The increasing feminisation of homelessness in Ireland does not correlate to service provision largely due to the underestimation of number of homeless women.

Hidden homelessness  has received little examination or research and is not adequately recognised or recorded when analyzing the experience of homelessness. Details from the report reveal that women on average tend to rely more on informal support systems such as help from neighbors or friends before reaching out and seeking assistance from formal support services. This results in homelessness among women becoming easily concealable or even completely invisible.

The report goes on to detail the fact that many women don’t engage with the support services that are currently in place. The report focuses this explanation on the issue of stigma surrounding homelessness in Ireland today. The need for greater sensitivity when acknowledging the prevalence of homelessness in our communities is clear.

There is a lot of evidence, in the report and elsewhere, evidence of general feelings of fear and distrust that permeate interactions between homeless women and the support services that are in place. Many of the women who do avail of support services are regularly in and out of homelessness services for lengthy periods of time. This raises  the question: what is it about these services that means that they fail to take into account the long-term wellbeing of individuals?

The issue of homelessness among women has received insufficient research and attention in Ireland. Healthcare for homeless women is an important issue that needs to be addressed. Women have differing needs to men, and require access to specific health care services such as prenatal care, mammograms and cervical screenings, just as men also have their own specific needs that have to be dealt with.

These health services need to be made more easily available to homeless men and women, whose priorities such as shelter and food take precedence over their health. The fact that it is more difficult to maintain hygiene levels when homeless will only add to a person’s feelings of hopelessness and leaves them feeling even more vulnerable.  Menstruation, for example, adds an array of challenges to the homeless woman’s life. The issue seems to be one of a lack of specificity regarding the services that are made available to homeless individuals, be that men, women, trans people, young people, or whoever.

Another factor is the disconnect that can arise between homeless people and domestic violence services. Domestic violence as a cause of homelessness is not adequately documented, and is seen as a somewhat separate social problem. There is a clear need for these factors to be considered in the homelessness discussion today especially when evaluating the effectiveness of support services currently in place for both men and women.

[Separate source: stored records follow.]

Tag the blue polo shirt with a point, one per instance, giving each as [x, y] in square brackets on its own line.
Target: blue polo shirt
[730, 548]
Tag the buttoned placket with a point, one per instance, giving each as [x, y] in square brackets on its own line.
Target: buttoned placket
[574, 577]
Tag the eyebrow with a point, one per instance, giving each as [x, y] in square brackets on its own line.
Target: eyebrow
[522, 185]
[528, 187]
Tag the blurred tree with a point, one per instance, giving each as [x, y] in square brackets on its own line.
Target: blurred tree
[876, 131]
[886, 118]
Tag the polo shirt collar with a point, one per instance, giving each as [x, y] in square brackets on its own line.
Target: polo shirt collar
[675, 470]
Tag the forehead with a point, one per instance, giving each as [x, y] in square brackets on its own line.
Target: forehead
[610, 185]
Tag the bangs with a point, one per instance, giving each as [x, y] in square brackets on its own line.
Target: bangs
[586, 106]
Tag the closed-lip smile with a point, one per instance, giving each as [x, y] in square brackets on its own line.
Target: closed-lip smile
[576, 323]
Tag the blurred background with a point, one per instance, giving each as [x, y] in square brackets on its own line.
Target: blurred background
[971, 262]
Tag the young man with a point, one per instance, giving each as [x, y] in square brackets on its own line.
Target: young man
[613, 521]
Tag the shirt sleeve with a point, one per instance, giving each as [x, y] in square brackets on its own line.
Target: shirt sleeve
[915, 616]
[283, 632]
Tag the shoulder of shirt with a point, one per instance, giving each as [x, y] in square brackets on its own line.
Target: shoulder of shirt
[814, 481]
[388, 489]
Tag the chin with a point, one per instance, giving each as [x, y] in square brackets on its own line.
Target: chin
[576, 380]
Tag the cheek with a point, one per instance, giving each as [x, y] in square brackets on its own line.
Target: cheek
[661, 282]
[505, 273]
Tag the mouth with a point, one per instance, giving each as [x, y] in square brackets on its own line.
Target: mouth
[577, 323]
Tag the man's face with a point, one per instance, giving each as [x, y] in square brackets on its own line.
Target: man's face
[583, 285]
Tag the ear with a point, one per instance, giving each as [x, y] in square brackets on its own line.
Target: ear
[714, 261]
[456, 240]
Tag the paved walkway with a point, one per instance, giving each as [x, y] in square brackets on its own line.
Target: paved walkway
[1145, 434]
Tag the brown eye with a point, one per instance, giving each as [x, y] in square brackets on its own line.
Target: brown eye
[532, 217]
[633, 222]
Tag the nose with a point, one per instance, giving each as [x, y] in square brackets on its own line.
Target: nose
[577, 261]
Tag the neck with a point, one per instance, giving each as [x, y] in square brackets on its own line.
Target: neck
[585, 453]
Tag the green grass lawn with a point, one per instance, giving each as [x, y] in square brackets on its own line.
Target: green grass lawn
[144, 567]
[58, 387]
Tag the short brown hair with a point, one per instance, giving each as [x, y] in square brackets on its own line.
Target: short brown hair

Women’s experiences with support services, according to Maycock’s report are negative in many cases, and this only adds to their feelings of exclusion and marginalisation from the rest of society. We need to make homeless services more specific in order to encourage both men and women to access help when they need it.  A woman’s experience of homelessness is different to that of a man, just as the homelessness experience of a child is different to that of a migrant.
The shifting cultural and social relations that surround these differing situations need to be acknowledged. We need to broaden our discussion of homelessness in Ireland if effective and sustainable change is to occur, not just regarding gender but all groups in society that experience homelessness in a unique way such as migrants, young people, transgender people etc.